RDS Postgres Database is used as a source of ticket sales system for sporting events. It stores transaction information about ticket sales price to selected people and ticket ownership transfer with additional tables for event details. AWS Database Migration Service (DMS) is used for a full data load from the Amazon RDS source to Amazon S3 bucket.
Before the Glue lab starts, you might choose to skip the DMS data migration, instead copy the source data to your S3 bucket directly.
In today’s lab, you will copy the data from a centralized S3 bucket to your AWS account, crawl the dataset with AWS Glue crawler for metadata creation and transform the data with AWS Glue to Query data and create a View with Athena and Build a dashboard with Amazon QuickSight.
Make sure you are in the us-east-1 (Virginia) region
In AWS Cloud9, a development environment (or just environment) is a place where you store your development project’s files and where you run the tools to develop your applications. In this tutorial, you create a special kind of environment called an EC2 environment and then work with the files and tools in that environment.

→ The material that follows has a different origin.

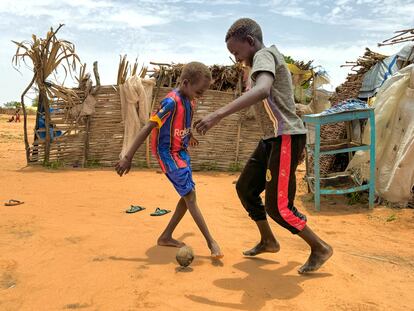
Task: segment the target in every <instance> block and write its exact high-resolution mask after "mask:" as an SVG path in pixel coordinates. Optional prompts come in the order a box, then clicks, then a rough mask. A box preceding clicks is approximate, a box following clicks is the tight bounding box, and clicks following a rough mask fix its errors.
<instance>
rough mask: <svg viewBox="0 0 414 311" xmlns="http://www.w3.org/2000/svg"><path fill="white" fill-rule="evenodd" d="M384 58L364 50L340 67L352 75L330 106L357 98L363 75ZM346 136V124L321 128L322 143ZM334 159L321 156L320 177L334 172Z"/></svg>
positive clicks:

Sign in to the AWS Cloud9 console as follows:
After you sign in to the AWS Cloud9 console, in the top navigation bar, choose US East (N. Virginia) AWS Region to create the environment in. For a list of available AWS Regions, see AWS Cloud9 in the AWS General Reference.
Or:
On the Name environment page, for Name, type a name for your environment. For this tutorial, use my-demo-environment.
For Description, type something about your environment. For this tutorial, use This environment is for the AWS Cloud9 tutorial.
Choose Next step.
On the Configure settings page, for Environment type, choose Create a new instance for environment (EC2).
Choosing Create a new instance for environment (EC2) might result in possible charges to your AWS account for Amazon EC2.
Choosing instance types with more RAM and vCPUs might result in additional charges to your AWS account for Amazon EC2.
For Platform, choose the type of Amazon EC2 instance that AWS Cloud9 will create and then connect to this environment: Amazon Linux or Ubuntu.
For Cost-saving setting, choose the amount of time until AWS Cloud9 shuts down the Amazon EC2 instance for the environment after all web browser instances that are connected to the IDE for the environment have been closed. Or leave the default choice.
Choosing a longer time period might result in more charges to your AWS account.
Leave the default settings for Network settings (advanced).
Choose Next step.
On the Review page, choose Create environment. Wait while AWS Cloud9 creates your environment. This can take several minutes.
After AWS Cloud9 creates your environment, it displays the AWS Cloud9 IDE for the environment.
If AWS Cloud9 doesn’t display the IDE after at least five minutes, there might be a problem with your web browser, your AWS access permissions, the instance, or the associated virtual private cloud (VPC). For possible fixes, see Cannot Open an Environment in Troubleshooting.
Open Cloud9 Console from AWS and you will see the terminal screen in the bottom:
Generate a key pair by issuing the command ssh-keygen
Press enter 3 times to take the default choices.
Upload the public key to your EC2 region:
aws ec2 import-key-pair --key-name "lfworkshop" --public-key-material file://~/.ssh/id_rsa.pub
Issue the following command in the terminal, and replace the bucket
name with your own one.
aws s3 cp --recursive s3://aws-dataengineering-day.workshop.aws/data/ s3://<YourBucketName>/tickets/
Open the S3 console and view the data that was copied from Cloud9 terminal.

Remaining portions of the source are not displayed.